PR students partner with Loyola on projects


Detroit Mercy students enrolled in this spring semester’s Principles of Public Relations class are getting a glimpse at the industry through a collaboration with Detroit’s Loyola High School.

The CST 2400 course is not just note-taking and exams.

Students are responsible for content creation.

The collaboration was the idea of Roger Jankowski, director of marketing and communications at Loyola, an all-male Catholic school in the Jesuit tradition with about 150 students, grades 9 through 12.

“I felt we had such a breadth of talent just a mile down the road … at Detroit Mercy,” said Jankowski. “There had to be a way to create some sort of synergy between the two schools.”

Jankowski and one of the marketing committee officials met with Cynthia Langham, communications studies department chair and adjunct professor Alexander Hichel, who teaches the class.

They decided a “client/agency” approach would be more beneficial to everyone involved.

“Essentially, working together, we would combine academic learning with industry expertise to provide real projects,” said Hichel.

During the first weeks of class, Detroit Mercy students were divided into four groups.

These groups become “agencies.”

Projects, based on data supplied by “the client,” Jankowski and their marketing committee, are assigned weekly, with some being individual and others being group.
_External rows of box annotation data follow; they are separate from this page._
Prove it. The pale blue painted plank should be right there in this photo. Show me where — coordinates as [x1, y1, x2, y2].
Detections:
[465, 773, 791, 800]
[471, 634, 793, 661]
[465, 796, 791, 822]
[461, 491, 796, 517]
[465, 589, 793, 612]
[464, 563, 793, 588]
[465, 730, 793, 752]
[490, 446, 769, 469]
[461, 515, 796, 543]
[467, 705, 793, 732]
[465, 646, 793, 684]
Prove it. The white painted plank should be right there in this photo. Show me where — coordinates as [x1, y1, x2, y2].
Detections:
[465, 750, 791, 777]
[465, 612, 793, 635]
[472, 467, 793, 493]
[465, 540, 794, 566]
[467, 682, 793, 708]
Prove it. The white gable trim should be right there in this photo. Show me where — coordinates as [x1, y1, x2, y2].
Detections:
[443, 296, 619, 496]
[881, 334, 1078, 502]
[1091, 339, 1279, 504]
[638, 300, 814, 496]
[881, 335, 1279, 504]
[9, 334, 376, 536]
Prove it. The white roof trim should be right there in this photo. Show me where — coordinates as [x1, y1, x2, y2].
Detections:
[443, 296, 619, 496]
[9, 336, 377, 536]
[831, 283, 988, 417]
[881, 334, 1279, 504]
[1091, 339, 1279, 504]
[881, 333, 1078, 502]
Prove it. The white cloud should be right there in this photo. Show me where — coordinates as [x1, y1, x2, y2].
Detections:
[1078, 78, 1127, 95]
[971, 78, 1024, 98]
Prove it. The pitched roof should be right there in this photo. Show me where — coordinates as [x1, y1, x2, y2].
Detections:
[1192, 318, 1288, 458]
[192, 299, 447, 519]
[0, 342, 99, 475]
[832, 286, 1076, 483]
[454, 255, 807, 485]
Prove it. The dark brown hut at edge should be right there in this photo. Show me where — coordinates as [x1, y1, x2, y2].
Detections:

All include guidelines and deadlines.

“Types of projects have included understanding an organization’s brand, creating social media post visuals and text,” said Hichel, who is also director of recruitment and communications for the College of Liberal Arts & Education.

Video discussion boards are used to familiarize students with workplace collaborations in this age of Covid-19.

Hichel hopes that her students will appreciate and grow from their real-world experiences.

“I want students in this class to know that the work they do matters, and to approach it as such,” Hichel said.

Allyson Zeigler, senior elementary education major, expressed her enthusiasm for the collaboration, citing the hands-on experience as the draw for her.

“I really have no background knowledge or experience with this, so jumping straight into this class with the partnership … has been such a great way for me to truly grasp the field of public relations,” Zeigler said.

Maxine Moore, a junior communications major, said she likes that Loyola uses their work.

Both Hichel and Jankowski are hopeful that this will be the beginning a long and fruitful collaboration.

“I am thrilled to have so many bright, young PR minds helping tell our many Loyola stories in new and different ways to as many audiences as possible,” Jankowski said.